Carência
Era aposentado. Financeiramente levava uma vida tranqüila. É certo que tinha que usar seus recursos com uma certa parcimônia, mas estava contente com a sua porção. Era visitado pelos filhos e netos com uma freqüência razoável, embora desejasse que as visitas fossem mais amiúde. Enviuvara há sete anos. Nos dois primeiros anos fez questão de cuidar da casa ele mesmo, mas depois, cedendo às constantes insistências dos filhos, aceitou contratar a Alice para realizar os trabalhos domésticos. Enquanto tomava seu suco de laranja sua vida se desenrolou em sua mente como em uma retrospectiva. Lembrou dos bons e alegres tempos. Tossiu. Lembrou do xarope que ganhara do compadre Militão que, segundo o amigo, era tiro e queda. Voltou a pensar no tempo em que aquela casa era cheia de vida, quando os filhos ainda eram estudantes. O vazio e o silêncio de agora o incomodava. Já há algum tempo a solidão o machucava. Às vezes sentia vontade de ser abraçado. Lembrou que, em algumas vezes, chegou a abraçar a si mesmo. Veio-lhe à memória também que, enquanto se auto-abraçava, beijava o próprio ombro. Outras vezes afagava seus cabelos ou acariciava seu rosto. Mas não era a mesma coisa. Faltava o compartilhamento do afeto.
Voltou a si. Terminou de tomar o suco. Olhou em direção à Alice, que naquele momento limpava a estante da sala. Foi indicada por um conhecido de seu filho. Tinha boas referências. No principio a recebeu sem muito entusiasmo. Pretendia livrar-se dela assim que convencesse os filhos disso. Acabou gostando dela. Seu jeito o agradava. Trabalhava para ele já por cerca de cinco anos. Tinha uma filha de oito anos, E, como era só ela e a filha, precisava do emprego. Algumas vezes levava-a para passar o dia com ela. O dono da casa não se incomodava, no fundo até gostava. Achava graça quando a menina o chamava de você e a mãe a repreendia dizendo que devia chamá-lo de senhor.

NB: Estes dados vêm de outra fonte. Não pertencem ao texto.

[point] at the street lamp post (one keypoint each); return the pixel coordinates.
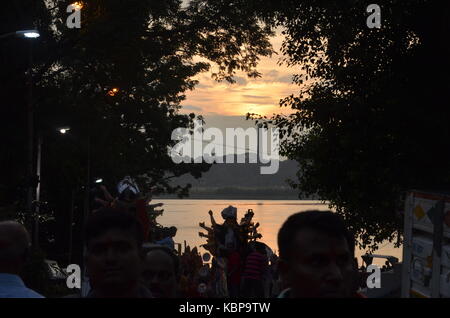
(29, 34)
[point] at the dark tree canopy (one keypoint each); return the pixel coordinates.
(371, 118)
(148, 51)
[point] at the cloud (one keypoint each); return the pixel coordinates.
(190, 107)
(254, 96)
(240, 80)
(260, 95)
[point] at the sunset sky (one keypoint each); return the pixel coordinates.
(227, 104)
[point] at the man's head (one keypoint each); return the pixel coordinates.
(113, 240)
(14, 247)
(160, 271)
(316, 255)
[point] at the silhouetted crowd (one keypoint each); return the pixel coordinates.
(316, 259)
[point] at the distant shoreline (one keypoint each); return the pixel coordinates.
(233, 197)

- Não se preocupe, Alice, eu não me importo.
- Mas ela precisa se dirigir aos mais velhos de forma respeitosa.
- Quem liga para isso hoje?
Ambos estavam satisfeitos, ela com o salário e ele com os serviços prestados.
Continuou sentado à mesa com o copo na mão. De repente passou a reparar melhor naquela mulher. Até que ela era bonita. Com uns cuidados a mais então!... Imaginou-a com os cuidados que pensara. Quem sabe se os dois... Levantou-se e caminhou em direção a ela no intuído de convidá-la para jantar fora. No caminho um espelho, tal qual um amigo sincero, mostrou-lhe francamente que ele já era um sexagenário, ao exibir sem dó seus cabelos ralos e quase todos brancos, além das várias rugas que mapeavam seu rosto, e, portanto, muito velho para isso. O que ela podia pensar se tão somente ele se atrevesse a... Como um mero espelho pode ser tão cruelmente convincente! Alice pressentiu a proximidade incomum do patrão.
- Deseja mais alguma coisa?
- Eu... Será que você poderia passar minha camisa creme? Pretendo usá-la hoje à noite.
- Já está passada. Antes de sair deixo-a em sua cama.
- Obrigado! Vou sair um pouco agora. Preciso colocar em dia minha caminhada.
- Queria dizer mais alguma coisa?
- Não, Alice, era só isso, obrigado.
Caminhou em direção à porta da saída. Seu ouvido, já cansado, não captou um suspiro triste e profundo. Fazia um lindo dia, que ele o recepcionou com um sorriso triste. Caminhou rápido e cabisbaixo em direção à praça do local. Da porta de sua casa Alice o observou até perdê-lo de vista. Fechou a porta, secou algumas lágrimas com o avental, e voltou aos seus afazeres.
Roberto Policiano
2 Comments:
Será que esse Militão existe mesmo? Já não é a primeira vez que ele aparece.
Sabe o que é, Cecilia, eu costumo reunir meus personagens para um chá nas noites de sexta-feira. Você precisa ver a confusão que costuma ser esses encontros.Mas é uma ocasião deliciosa! Um grande abraço e obrigado pelos seus comentários. Eles são muito apreciados.